ISTANBUL - Turkey’s wine industry, which is already in distress due to high private-consumption tax, contracts 14 percent in 2008 with the impact of the global economic crisis.

The global crisis, coupled with a high private-consumption tax, has hit entrepreneurs who are invested in wine. The sector contracted 14 percent in 2008, forcing firms in distress to put their vineyards up for sale.

A factory in the Aegean city of Denizli has been put up for sale while Hüseyin Fidan, an entrepreneur, has also put on offer his 500-square-meter vineyard in Çatalca, a rural district of Istanbul, for 250,000 euros. Yunus Mermerci, a businessman who planned to establish a factory in Akhisar, a town in the Aegean region, has suspended construction.

The economic crisis and high private-consumption tax make it impossible to profit, according to Mehmet Bayram İlkimen, who launched a wine business in Denizli nearly three years ago under the brand of Nikfer.

"We are unable to obtain any profit and make forward sales. The private-consumption tax also constitutes a problem. Therefore, we put the vineyard up for sale for 1 million euros. However, we have reduced the figure to 850,000 euros due to lack of interest," he said, adding that the 300-square-meter vineyard has an annual capacity of 160,000 tons.

Tourism season a glimmer of hope for wine producers
The wine sector contracted 14 percent in 2008, according to Yasin Tokat, chairman of the Wine Producers Association. Tokat said many investors who entered the sector in the last five years are now unable to survive due to the crisis and the high tax. Noting that the sector’s only hope is the tourism season, Tokat said exports would be relied on as the Turkish Lira loses value.

Expressing investors’ disillusionment after entering the sector hoping for high profits, Memduh Erdoğan, marketing manager of the Kocabağ brand, said, "Those who entered have become forced to leave almost immediately."

The number of factories in Şarköy of Tekirdağ, in Thrace, has declined from 13 to three or four, said Fehmi Bağcı, owner of the Bağcı brand. "Many firms have closed down and most of them had just entered the wine business recently for pleasure, relying on the money they have."

A substantial proportion of wine firms make forward sales to tourism regions in order to pay taxes, Bağcı said. "We can receive payments only at the end of the season. However, the government demands the taxes immediately. Therefore, many firms take out loans to pay their taxes and face distress in their payments."

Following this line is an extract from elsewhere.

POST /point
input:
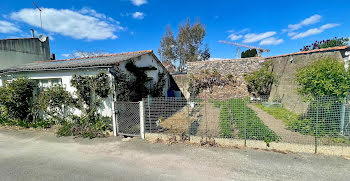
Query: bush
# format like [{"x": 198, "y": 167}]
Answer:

Bağcı said the interest in cheap wines has climbed due to the crisis and that cheap wine sales have grown from 50 percent to 70 percent. Can Ortabaş, an investor from the Aegean port city of İzmir who established a vineyard with an investment of 6 million euros in Urla, said many firms have either put their factories up for sale or suspended production.

Stating that the high private-consumption tax has killed the sector, Ortabaş said, "Despite all distresses, we have not given up investments. However, not everyone is as strong as us. Even villagers have started to leave viniculture now."

Many countries do not implement a private-consumption tax on wine, Ortabaş said, adding that the tax is a great error that should be overcome by all means.

Enis Güner, a board member of the Sevilen brand, said, "We have been in this business for 70 years. However, if a foreigner comes now, I would either be involved in a partnership or sell the factory to invest abroad."

Besides the industry, 100,000 families involved in viniculture are also in distress, said Güner, signaling further problems for next year, adding that high wine prices in restaurants also damage the sector. Two types of private-consumption taxes are imposed on wine, namely a lump-sum tax and a percentage tax. Nearly one year ago, the Cabinet reduced the minimum lump-sum tax on fresh grape wine and other fermented beverages by 46.6 percent. With the new arrangement, the minimum lump-sum tax dropped from 3.28 Turkish Liras to 1.75 liras. However, for the fact that no change has occurred in the percentage tax of 62.2 percent imposed on wines that cost more than 5 liras per liter.